I'm wondering if this stove could have been operated with coal, and that bottom damper on the firebox was to feed air to the coal fire maybe?

If you are certain the unit is sound and you have it safely installed, then I'd simply recommend starting with small fires and playing around with the controls. The chances of finding someone still alive to share exactly how stoves like these were run is getting harder and harder.

Welcome to the site and as you experiment, keep us posted!  Even if we haven't run this particular stove, we may be able to help you as you play around.

pen


----------



## Keepin' Warm (Nov 15, 2012)

Keepin' Warm said:


> Here's the two dampers I referred to in my last post. Can anyone suggest a source for information on how to properly adjust these? Thanks for your help.


----------



## Keepin' Warm (Nov 15, 2012)

Thanks for your reply. In fact, the stove is in excellent shape. The person who had it used it very little. The dimpled cast liners inside the firebox are like new, as are the clinkers, the ash box, etc. The water tank on the right hand side has no leaks. It could well be designed for coal but I have no way of knowing that.The bottom damper makes sense to me but the upper one is a bit of a wonder. Maybe it's for starting the fire and draws the air better to reduce smoke coming out of the stove. The openings are much smaller than on the lower ones. It seems to draw well either way and lights very easily as long as I use small dry kindling. I'll inquiry with some of the local seniors who have more experience with this type of stove.
Rob


----------



## Keepin' Warm (Nov 15, 2012)

Keepin' Warm said:


> Thanks for your reply. In fact, the stove is in excellent shape. The person who had it used it very little. The dimpled cast liners inside the firebox are like new, as are the clinkers, the ash box, etc. The water tank on the right hand side has no leaks. It could well be designed for coal but I have no way of knowing that.The bottom damper makes sense to me but the upper one is a bit of a wonder. Maybe it's for starting the fire and draws the air better to reduce smoke coming out of the stove. The openings are much smaller than on the lower ones. It seems to draw well either way and lights very easily as long as I use small dry kindling. I'll inquiry with some of the local seniors who have more experience with this type of stove.
> Rob


----------



## pen (Nov 15, 2012)

The Kalamazoo that I have run had a seperate damper for startup that would bypass the oven. I almost think there was a way to regulate temp to a warming rack/oven as well on it.

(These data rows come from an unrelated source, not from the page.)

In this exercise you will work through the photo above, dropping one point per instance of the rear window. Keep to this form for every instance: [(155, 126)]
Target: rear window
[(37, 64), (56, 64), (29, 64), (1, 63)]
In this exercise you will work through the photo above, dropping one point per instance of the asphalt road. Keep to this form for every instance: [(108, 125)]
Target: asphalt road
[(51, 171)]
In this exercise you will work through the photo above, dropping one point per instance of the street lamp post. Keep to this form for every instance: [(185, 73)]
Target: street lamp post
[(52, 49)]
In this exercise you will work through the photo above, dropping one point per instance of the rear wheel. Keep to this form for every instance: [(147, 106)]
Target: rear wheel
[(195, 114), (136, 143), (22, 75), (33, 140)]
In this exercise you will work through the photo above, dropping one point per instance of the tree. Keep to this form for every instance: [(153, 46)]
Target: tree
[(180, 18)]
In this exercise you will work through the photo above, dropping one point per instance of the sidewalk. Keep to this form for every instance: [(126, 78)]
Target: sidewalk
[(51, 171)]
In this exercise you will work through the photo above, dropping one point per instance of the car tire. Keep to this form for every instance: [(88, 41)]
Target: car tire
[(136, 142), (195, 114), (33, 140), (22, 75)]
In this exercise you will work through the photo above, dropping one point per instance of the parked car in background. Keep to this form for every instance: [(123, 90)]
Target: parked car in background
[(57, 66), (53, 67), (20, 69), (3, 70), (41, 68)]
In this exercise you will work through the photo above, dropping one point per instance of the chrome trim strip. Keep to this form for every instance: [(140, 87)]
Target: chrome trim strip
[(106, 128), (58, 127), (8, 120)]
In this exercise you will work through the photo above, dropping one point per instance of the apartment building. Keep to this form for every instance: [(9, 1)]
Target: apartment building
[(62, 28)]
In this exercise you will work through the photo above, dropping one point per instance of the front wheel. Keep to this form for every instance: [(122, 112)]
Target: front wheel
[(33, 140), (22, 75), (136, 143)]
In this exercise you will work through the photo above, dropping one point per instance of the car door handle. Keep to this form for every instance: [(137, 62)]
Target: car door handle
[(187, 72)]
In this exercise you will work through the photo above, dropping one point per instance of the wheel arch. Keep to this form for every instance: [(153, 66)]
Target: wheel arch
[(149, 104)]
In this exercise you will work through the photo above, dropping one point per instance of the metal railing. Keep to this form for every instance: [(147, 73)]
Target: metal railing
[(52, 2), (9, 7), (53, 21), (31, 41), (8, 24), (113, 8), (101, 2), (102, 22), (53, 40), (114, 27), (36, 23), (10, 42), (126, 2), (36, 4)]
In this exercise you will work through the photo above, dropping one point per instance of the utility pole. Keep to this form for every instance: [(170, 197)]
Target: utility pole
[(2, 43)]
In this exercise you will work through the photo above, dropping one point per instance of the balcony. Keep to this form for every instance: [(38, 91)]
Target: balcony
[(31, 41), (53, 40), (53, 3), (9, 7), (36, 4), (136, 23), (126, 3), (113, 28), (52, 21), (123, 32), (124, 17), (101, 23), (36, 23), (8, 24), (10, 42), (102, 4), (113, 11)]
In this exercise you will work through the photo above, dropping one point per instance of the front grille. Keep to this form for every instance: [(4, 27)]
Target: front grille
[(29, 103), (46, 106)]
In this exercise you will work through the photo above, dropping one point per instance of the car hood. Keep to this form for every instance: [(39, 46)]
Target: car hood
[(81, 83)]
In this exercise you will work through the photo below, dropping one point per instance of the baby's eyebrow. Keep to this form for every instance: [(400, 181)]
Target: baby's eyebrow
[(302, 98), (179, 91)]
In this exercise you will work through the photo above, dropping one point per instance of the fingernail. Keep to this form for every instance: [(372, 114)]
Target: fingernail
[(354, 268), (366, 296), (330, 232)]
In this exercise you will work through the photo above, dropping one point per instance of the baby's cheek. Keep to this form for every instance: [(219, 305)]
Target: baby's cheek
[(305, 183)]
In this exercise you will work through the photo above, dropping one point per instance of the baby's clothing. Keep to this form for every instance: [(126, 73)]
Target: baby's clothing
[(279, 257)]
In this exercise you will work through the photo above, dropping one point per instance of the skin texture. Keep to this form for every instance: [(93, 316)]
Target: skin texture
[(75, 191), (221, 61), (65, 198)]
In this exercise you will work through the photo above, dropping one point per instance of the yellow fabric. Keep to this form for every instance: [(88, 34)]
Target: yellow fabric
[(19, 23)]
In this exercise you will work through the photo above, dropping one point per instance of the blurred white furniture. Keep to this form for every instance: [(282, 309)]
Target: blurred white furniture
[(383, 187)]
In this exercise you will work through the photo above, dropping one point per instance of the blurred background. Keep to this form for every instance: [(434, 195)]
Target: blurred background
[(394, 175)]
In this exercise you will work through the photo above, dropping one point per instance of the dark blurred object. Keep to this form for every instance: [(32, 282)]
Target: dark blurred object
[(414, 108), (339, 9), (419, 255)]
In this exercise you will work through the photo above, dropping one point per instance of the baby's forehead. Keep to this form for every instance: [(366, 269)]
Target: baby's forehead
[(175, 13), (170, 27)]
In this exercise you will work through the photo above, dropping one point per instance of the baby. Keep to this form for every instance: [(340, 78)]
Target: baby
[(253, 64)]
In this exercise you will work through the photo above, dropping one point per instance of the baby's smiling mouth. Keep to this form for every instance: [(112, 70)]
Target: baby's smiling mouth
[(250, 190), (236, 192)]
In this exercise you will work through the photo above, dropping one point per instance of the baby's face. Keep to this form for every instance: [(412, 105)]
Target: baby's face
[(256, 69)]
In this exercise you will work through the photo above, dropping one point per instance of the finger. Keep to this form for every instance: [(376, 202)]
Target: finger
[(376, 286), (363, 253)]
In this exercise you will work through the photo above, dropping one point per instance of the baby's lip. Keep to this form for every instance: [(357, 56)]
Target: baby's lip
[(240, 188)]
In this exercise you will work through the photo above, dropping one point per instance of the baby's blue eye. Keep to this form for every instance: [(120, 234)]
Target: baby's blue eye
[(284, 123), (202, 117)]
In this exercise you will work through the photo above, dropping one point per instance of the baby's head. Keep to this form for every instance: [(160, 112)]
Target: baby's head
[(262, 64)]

If it's solid, then I'd definately be burning small fires and simply playing with it to learn. With a small fire, it'd be very hard to hurt something.

I think I'd get a pot roast in a dutch often and play around on a day I had off seeing what it takes to keep that oven 250 or under.

I wish I could find a unit like that, and have a place at home to run it.

pen


----------



## Keepin' Warm (Nov 15, 2012)

The stove has the original i.d. plate on the inside of the water heater door. Is there any kind a registry or way of knowing the year, etc. from the serial number?
Cheers,
Rob


----------



## Keepin' Warm (Nov 18, 2012)

Keepin' Warm said:


> Thanks for your reply. In fact, the stove is in excellent shape. The person who had it used it very little. The dimpled cast liners inside the firebox are like new, as are the clinkers, the ash box, etc. The water tank on the right hand side has no leaks. It could well be designed for coal but I have no way of knowing that.The bottom damper makes sense to me but the upper one is a bit of a wonder. Maybe it's for starting the fire and draws the air better to reduce smoke coming out of the stove. The openings are much smaller than on the lower ones. It seems to draw well either way and lights very easily as long as I use small dry kindling. I'll inquiry with some of the local seniors who have more experience with this type of stove.
> Rob


 
I cleaned out the firebox today and thought I'd post a photo to show the condition. As I mentioned, it's in great shape.


----------



## begreen (Nov 19, 2012)

Looks like it might be set up for burning coal? Is one set of dampers below the riddling grate at the bottom of the firebox? Also, is that a crack on the bottom left of the picture or is that firebox side supposed to be in 3 pieces. I would put some furnace cement in there in any case.


----------



## Keepin' Warm (Nov 19, 2012)

begreen said:


> Looks like it might be set up for burning coal? Is one set of dampers below the riddling grate at the bottom of the firebox? Also, is that a crack on the bottom left of the picture or is that firebox side supposed to be in 3 pieces. I would put some furnace cement in there in any case.


 
Thanks for your reply. In fact it is below. I took a picture of it and will post it later from home. It's the damper on the left shown above in a previous post that is hinged. When opened, the ashbox is directly inside of it. The liner is not cracked but is made of several cast pieces that lock into place. The rectangular slots at the top of the inserts are what locates them. We removed them along with the other bits that can be taken off easily to save weight when it came to installing the stove. Thanks for pointing out the crack.    I will cement the gap that's showing. The i.d. plate shows that it's a *Type 2*. Maybe that designates it as a coal stove?

Rob


----------



## begreen (Nov 19, 2012)

Not sure about the type 2 designation but by the look of things I would say this is meant to burn coal. The stove will burn wood, but probably not as efficiently or evenly. The air supply is mostly set up for coal which takes air under the fire to keep it going. Wood on the other hand gets it's air supplied at the fire and above for a basic reburn. If you try burning wood, start the fire with the bottom control open and the top halfway closed. Once the fire has started and it burning well, turn down the bottom air supply as far as possible without extinguishing the fire.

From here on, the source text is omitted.